Sunday, February 3, 2008

My personal “commandments” of navigation.

Remember I am not "fighting" this disease. I am trying to outwit it, gaining precious days and weeks of life by anticipating my needs. I think everybody in the ALS community will agree that there are a few "commandments" that we all should follow.

-Keep up your body weight – move to feeding tube to avoid choking and chewing

-Preserve your breathing muscles by starting early with bipap & sleeping at 30-degree angle

-Continue range of motion exercises religiously to avoid freezing up.

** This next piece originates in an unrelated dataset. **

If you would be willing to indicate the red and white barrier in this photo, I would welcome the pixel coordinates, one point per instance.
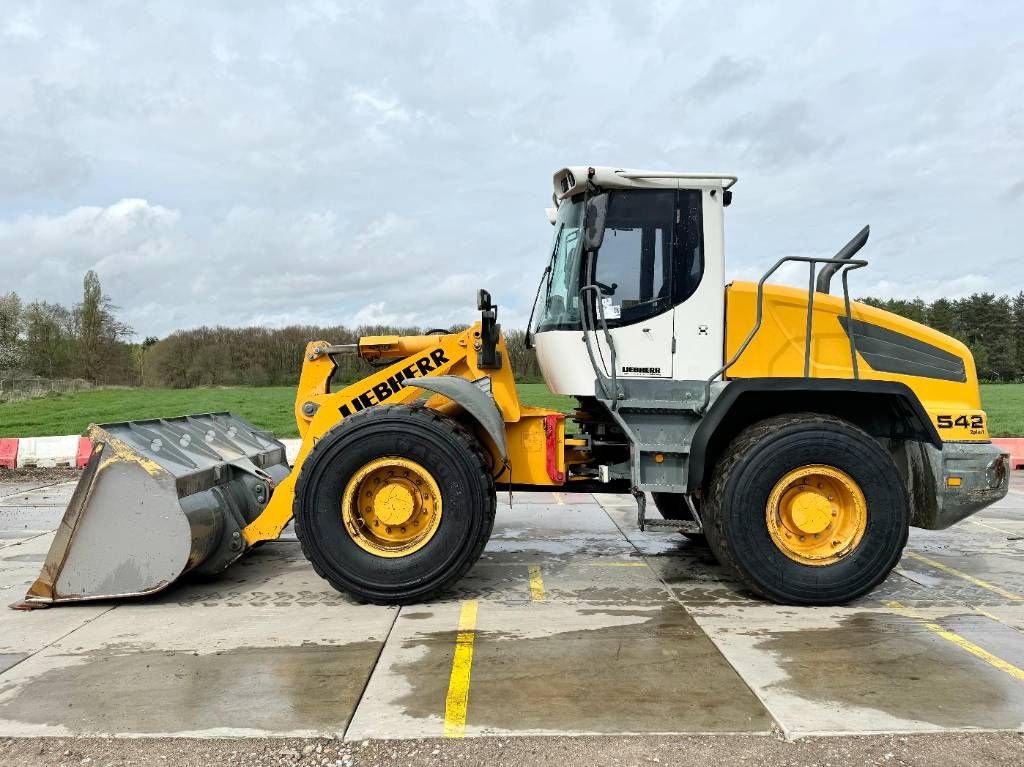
(71, 451)
(44, 453)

-Maintain excellent skin care to avoid pressure sores

-Avoid hospitals at all cost – protect against falling, UTIs, colds, pneumonia

-Be nice to your caregivers

-Communicate what you want while you can

-Include frequent bursts of hearty laughter

-Avoid filling your days with relentless work projects – add a mid-afternoon nap to restore energy and reduce stress
Follow these commandments and, in the words of the immortal Adrian Monk “you’ll thank me later.”

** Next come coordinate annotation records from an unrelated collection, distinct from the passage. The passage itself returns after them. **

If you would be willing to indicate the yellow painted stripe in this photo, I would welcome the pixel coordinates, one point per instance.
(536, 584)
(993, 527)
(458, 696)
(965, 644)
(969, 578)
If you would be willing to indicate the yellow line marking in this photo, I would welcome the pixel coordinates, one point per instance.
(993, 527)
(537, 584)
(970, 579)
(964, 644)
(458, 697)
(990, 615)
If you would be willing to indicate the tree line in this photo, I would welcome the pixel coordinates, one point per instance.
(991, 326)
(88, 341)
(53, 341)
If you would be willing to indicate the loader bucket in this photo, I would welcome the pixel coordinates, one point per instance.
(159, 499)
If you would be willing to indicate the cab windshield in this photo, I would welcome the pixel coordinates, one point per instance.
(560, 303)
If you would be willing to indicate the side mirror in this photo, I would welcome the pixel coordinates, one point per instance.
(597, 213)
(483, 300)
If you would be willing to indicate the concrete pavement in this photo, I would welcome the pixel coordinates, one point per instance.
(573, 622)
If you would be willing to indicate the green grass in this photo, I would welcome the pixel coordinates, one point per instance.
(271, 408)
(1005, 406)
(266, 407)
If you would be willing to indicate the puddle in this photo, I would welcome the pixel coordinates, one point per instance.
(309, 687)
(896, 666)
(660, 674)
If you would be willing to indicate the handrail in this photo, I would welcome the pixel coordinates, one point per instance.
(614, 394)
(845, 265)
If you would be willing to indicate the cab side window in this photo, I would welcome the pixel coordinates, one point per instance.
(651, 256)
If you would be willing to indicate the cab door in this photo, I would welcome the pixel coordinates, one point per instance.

Wednesday, January 30, 2008

The Impact of Ventilation on Caregivers and Family

The wonderful people who meet our rapidly expanding needs are really the backbone of the ALS community. They have to perform all of the household chores that we PALS used to do. They take care of us and have to fight for time to do their own chores. Given their place in our lives, I think it's important to consider their views on this decision. Below is what I've formulated for CALS. As always I welcome outside input.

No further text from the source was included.